Un kilomètre de jungle d’abord. L’otage était une mexicaine de trente deux ans travaillant pour la CIA et enlevée par les narcos vingt-quatre heures et trente-quatre minutes auparavant. Le JOSC regroupant toutes sortes d’unités d’élite pour ce genre d’opération, une équipe de chez Dyn Corp avait été désignée deux heures après son enlèvement, et briefée dans la soirée. Des mercenaires payés par le Pentagone.

–          L’agent Sanchez travaillait sur le cas de Felipe Rothstein, citoyen vénézuélien et chef du Cartel del Norte. Rothstein fait passer une partie de sa came par le Mali et la Guinée, ce qui en fait un possible associé d’Al Qaïda dans la région du Sahara.

Donc un ennemi désigné de l’Amérique et de la CIA, mais c’était un peu la même chose.

La jungle est bleue et mouillée. Les treillis pèsent, la peau est humide de transpiration. Ils connaissent, ils sont les meilleurs, des forêts Afghanes au désert irakien en passant par le Mexique, les favélas de Sao Paulo, ou la Thaïlande, le JOSC est partout, et s’il n’y est pas eux y ont été un jour. Hawk l’ex para, Brandon, SAS, Smithers, le sniper ex SEAL, et Murakami l’ancien du Bope. Le camp est à environ 400 mètres derrière un bras de fleuve. Un garde couvre un ponton, visage tatoué, HKMP5, pur jus trafiquante. Un peu plus loin, à dix heures ils aperçoivent l’entrée et un autre garde, le visage jaune, barbu, un AK47 en bandoulière.

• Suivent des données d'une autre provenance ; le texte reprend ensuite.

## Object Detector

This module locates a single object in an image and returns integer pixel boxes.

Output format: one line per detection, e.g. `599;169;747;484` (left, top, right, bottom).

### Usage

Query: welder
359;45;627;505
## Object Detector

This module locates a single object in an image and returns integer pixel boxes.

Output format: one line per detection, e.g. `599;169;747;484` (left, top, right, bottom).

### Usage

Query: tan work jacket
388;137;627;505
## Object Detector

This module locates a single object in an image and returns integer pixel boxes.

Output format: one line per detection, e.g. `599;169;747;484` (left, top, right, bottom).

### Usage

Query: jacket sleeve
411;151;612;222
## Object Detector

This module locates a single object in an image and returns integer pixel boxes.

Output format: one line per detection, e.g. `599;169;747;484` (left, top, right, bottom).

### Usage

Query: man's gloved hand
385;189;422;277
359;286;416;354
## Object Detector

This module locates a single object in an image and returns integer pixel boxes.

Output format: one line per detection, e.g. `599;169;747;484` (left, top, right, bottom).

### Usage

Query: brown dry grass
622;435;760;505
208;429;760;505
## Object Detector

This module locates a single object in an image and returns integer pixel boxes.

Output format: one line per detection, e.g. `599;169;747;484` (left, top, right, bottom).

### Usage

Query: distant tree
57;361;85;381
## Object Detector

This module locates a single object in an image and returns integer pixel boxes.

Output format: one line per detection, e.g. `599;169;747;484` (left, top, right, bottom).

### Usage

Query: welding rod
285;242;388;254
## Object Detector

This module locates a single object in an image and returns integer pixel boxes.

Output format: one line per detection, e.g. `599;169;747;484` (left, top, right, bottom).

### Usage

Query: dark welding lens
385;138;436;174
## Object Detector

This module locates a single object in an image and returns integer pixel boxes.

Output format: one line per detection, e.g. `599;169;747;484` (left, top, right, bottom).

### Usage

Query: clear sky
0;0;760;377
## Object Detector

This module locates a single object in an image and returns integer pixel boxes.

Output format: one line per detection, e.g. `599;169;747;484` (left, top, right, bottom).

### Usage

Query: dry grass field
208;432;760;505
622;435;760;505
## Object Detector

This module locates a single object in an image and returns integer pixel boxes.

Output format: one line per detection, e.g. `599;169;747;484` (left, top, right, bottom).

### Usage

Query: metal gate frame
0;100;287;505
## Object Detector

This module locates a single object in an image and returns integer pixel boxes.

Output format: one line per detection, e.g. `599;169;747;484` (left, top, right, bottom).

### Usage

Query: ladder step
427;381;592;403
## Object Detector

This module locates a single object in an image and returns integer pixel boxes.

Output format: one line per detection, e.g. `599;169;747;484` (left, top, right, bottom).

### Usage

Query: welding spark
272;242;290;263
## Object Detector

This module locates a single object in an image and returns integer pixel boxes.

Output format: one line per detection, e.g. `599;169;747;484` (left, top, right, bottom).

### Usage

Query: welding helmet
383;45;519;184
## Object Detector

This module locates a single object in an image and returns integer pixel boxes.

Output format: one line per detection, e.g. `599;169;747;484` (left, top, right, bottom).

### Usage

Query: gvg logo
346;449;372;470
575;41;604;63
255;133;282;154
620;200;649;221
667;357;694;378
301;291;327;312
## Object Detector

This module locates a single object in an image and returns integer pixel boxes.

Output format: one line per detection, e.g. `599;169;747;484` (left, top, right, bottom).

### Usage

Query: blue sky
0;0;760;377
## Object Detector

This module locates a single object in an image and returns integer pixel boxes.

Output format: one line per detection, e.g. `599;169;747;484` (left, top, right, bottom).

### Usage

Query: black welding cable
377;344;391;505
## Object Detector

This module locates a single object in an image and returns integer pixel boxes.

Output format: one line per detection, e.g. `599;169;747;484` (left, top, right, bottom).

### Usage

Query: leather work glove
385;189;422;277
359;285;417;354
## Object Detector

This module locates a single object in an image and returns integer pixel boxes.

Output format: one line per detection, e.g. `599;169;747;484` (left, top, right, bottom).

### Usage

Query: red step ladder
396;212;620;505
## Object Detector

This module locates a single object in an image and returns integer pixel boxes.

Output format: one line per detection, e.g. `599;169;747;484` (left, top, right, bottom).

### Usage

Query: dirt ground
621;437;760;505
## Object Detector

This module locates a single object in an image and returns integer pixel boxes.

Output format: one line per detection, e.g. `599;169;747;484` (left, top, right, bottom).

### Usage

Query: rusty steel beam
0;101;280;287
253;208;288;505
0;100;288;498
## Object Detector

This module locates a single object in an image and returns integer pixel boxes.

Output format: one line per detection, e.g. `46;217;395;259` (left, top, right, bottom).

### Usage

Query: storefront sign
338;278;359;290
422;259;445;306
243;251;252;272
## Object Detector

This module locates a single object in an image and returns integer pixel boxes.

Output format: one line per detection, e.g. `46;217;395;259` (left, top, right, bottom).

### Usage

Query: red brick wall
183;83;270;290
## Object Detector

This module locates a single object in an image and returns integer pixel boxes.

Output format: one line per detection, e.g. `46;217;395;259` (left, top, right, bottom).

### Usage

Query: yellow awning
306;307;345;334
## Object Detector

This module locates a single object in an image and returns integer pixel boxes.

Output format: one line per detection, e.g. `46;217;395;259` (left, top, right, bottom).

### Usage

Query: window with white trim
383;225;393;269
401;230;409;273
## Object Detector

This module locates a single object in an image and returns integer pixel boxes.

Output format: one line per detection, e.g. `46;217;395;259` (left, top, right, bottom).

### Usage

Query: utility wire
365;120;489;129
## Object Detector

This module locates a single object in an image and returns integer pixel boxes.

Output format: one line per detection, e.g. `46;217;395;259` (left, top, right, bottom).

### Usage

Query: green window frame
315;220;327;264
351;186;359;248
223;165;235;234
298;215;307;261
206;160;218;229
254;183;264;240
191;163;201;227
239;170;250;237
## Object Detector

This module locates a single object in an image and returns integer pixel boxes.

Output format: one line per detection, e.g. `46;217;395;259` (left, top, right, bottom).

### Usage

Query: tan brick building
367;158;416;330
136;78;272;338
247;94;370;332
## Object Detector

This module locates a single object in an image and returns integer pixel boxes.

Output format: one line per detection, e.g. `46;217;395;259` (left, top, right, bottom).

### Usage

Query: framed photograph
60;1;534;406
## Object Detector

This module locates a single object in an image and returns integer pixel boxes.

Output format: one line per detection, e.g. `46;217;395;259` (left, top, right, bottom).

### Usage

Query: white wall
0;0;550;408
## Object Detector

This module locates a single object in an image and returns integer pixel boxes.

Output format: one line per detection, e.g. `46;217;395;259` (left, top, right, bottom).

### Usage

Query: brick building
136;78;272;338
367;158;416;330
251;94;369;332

Quelque part derrière, dans une des cabanes on pouvait entendre une femme gémir de douleur.

 

La première fois qu’il l’avait violée elle avait essayé de lui parler, lui avait soutiré son prénom, engagé une espèce de dialogue en espérant qu’il n’introduirait pas cette bouteille dans son anus, ni qu’il ferait venir les gardes pour la violer à leur tour. Peine perdue. Puis il l’avait encore battue avant de l’électrocuter sur un lit sans matelas. Ça avait été le pire. Pire que la bouteille et de l’entendre se casser, pire que le sperme et le sang dans la bouche, pire même que le tournevis dont il s’était servi pour lui gratter les tibias. Elle avait vomi, pleuré, vomi encore sans plus rien pouvoir arracher à ses entrailles, le courant lui traversant le corps comme un immense clou incandescent, jusqu’à ce qu’elle sente l’odeur de ses cheveux brûlés, tout son corps cabré et tétanisé par le jus. Maintenant elle est assise, pantelante, elle supplie, les mains verrouillées sur une table, il actionne une perceuse, s’approche de ses doigts. Il s’appelle Jon, c’est tout ce qu’elle sait de lui et il aime son travail.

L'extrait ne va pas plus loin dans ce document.